Die Schuldrechtsreform bedeutet auch dadurch eine Stärkung der Verbraucherrechte, dass die Anforderungen bei Geltendmachung von Gewährleistungsrechten erleichtert werden. Durch § 475 Abs. 1 Nr. 1 BGB n.F. wird bereits durch die Mitteilung des entstandenen Sachmangels durch den Verbraucher automatisch eine angemessene Frist zur Nacherfüllung in Gang gesetzt. Der Verbraucher muss zukünftig keine explizite Nacherfüllungsfrist  mehr setzen, um vom Kaufvertrag zurücktreten zu können. Nach dem neuen § 476d Abs. 1 BGB ist ein Rücktritt möglich, wenn der Unternehmer die Nacherfüllung trotz Ablaufs einer angemessenen Frist nicht vorgenommen hat, nachdem der Verbraucher ihn über den Mangel unterrichtet hat. Voraussetzung ist demnach nur noch der Ablauf einer angemessenen Frist. Nicht die konkrete Fristsetzung. Faktisch läuft damit nachdem der Verbraucher dem Händler den Mangel angezeigt hat, automatisch eine fiktive Nacherfüllungsfrist. Verstreicht diese ergebnislos, kann der Verbraucher zurücktreten.

Überdies geht bei Vorliegen eines Verbrauchsgüterkaufs aus § 477 BGB eine Verlängerung der Beweislastumkehr von sechs Monaten auf ein Jahr hervor. Sofern es sich um einen Kauf über die dauerhafte Bereitstellung digitaler Elemente handelt, erfasst die Beweislastumkehr sogar den gesamten Bereitstellungszeitraum. 

Auch die bisher geltenden Verjährungsfristen haben eine verbraucherfreundlichere Ausgestaltung erfahren. Gem. § 475 Abs. 3 BGB n.F. verjähren Gewährleistungsansprüche bei Sachen mit digitalen Elementen erst vier Monate nach dem erstmaligen Auftreten des Mangels. Tritt ein Mangel etwa am letzten Tag der Verjährungsfrist auf, wird die Gewährleistungsfrist entsprechend verlängert. 
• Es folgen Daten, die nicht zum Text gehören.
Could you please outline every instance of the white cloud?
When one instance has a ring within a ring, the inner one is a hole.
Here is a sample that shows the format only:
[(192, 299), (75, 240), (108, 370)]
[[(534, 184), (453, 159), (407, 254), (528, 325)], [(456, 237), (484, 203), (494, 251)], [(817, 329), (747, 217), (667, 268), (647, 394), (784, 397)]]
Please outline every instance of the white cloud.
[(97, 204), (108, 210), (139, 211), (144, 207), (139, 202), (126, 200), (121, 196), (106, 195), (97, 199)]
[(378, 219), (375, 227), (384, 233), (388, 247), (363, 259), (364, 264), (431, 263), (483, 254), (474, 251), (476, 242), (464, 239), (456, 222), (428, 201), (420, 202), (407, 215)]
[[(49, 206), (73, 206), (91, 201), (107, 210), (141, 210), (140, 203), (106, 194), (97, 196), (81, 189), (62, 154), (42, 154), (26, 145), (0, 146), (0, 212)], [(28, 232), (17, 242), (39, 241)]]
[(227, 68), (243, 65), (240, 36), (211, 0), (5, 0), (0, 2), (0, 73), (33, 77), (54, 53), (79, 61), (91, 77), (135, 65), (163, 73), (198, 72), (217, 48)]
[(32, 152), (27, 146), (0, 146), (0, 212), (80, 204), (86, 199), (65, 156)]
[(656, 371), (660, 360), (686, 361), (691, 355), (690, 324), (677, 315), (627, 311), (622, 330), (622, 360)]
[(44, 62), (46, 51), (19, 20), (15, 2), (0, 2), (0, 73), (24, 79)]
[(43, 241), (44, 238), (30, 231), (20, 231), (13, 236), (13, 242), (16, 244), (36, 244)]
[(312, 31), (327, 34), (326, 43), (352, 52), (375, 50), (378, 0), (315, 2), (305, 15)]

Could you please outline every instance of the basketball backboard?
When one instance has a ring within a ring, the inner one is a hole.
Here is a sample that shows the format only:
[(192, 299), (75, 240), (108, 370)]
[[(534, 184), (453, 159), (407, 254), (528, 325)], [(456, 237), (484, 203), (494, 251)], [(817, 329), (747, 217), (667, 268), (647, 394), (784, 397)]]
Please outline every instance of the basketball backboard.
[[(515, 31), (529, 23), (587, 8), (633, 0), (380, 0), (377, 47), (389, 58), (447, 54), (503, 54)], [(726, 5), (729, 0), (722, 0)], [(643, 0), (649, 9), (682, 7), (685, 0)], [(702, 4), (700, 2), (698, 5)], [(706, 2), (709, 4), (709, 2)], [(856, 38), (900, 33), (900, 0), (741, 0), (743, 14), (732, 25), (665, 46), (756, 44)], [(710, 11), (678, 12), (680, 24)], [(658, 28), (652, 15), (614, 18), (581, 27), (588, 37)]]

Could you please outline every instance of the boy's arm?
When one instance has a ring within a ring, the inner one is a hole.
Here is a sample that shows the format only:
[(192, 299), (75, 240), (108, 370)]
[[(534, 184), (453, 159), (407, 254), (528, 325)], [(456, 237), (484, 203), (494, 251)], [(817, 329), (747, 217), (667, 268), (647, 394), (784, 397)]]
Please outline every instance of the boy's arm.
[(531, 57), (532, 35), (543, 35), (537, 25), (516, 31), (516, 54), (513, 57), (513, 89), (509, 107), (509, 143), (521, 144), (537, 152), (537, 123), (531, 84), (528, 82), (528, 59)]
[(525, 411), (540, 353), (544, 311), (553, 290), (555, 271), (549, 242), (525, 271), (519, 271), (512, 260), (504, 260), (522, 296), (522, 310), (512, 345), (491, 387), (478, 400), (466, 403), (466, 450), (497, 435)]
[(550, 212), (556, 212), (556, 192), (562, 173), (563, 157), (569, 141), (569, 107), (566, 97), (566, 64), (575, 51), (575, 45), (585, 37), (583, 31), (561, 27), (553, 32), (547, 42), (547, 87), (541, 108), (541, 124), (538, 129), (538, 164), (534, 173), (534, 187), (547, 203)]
Bezüglich der Kürzung der Verjährungsfrist auf ein Jahr muss nun ebenfalls Einiges beachtet werden. Wurde ein Gebrauchtwagen beim Händler käuflich erworben, so hat dieser oftmals die Verjährung gegenüber Verbrauchern auf ein Jahr verkürzt. Dies ist auch nach neuer Rechtslage im Grundsatz weiter möglich. Es gelten hier aber ebenfalls die oben genannten Voraussetzungen des § 476 Abs. 1 S. 2 Nr. 1 und 2 BGB. Der Verbraucher muss vor Vertragsschluss über die Verkürzung der Verjährungsfrist auf ein Jahr informiert werden. Zusätzlich muss die Verkürzung der Verjährungsfrist im Vertrag ausdrücklich und gesondert vereinbart werden. Das bedeutet, dass eine solche Vereinbarung nicht – wie üblich – im AGB-Text untergehen darf. Die Vereinbarung sollte zukünftig in einem separaten Absatz im Vertrag oder auf einem gesonderten Blatt Papier vorgenommen werden. Um ganz sicher zu gehen, sollte der Verbraucher die Verjährungsvereinbarung gesondert unterschreiben.

§ 479 BGB verpflichtet den Unternehmer zudem dem Verbraucher spätestens zum Zeitpunkt der Warenlieferung die Garantieerklärung auf einem dauerhaften Datenträger zur Verfügung zu stellen ohne dass es auf ein ausdrückliches Verlangen des Verbrauchers ankäme. 


Entbehrlichkeit der Fristsetzung 

Nicht zuletzt konstituiert § 475d BGB fünf Varianten, bei deren Vorliegen der Verbraucher unter Verzicht auf eine vorherige Fristsetzung zur Nacherfüllung vom Vertrag zurücktreten bzw. Schadensersatz verlangen kann. Insbesondere kann der Verbraucher zurücktreten oder Schadensersatz verlangen, wenn der Unternehmer nichtbis zum Ablauf einer angemessenen Frist nach der Mängelrüge den Mangel beseitigt oder sich trotz der vom Unternehmer versuchten Nacherfüllung ein Mangel zeigt. Zudem kann der Verbraucher sofort zurücktreten oder Schadensersatz verlangen, wenn der Mangel derart schwerwiegend ist, dass der soforte Rücktritt gerechtfertigt ist.


Fazit

Die Schuldrechtsreform 2022 gilt als bedeutendste Reform des BGB seit nunmehr 20 Jahren und stärkt den Schutz der Verbraucher in erheblichem Maße. Auch durch Schließung zuvor bestehender Schutzlücken bedeutet sie eine deutliche Erleichterung bei der Realisierung vertraglicher Vorhaben für die Verbraucher.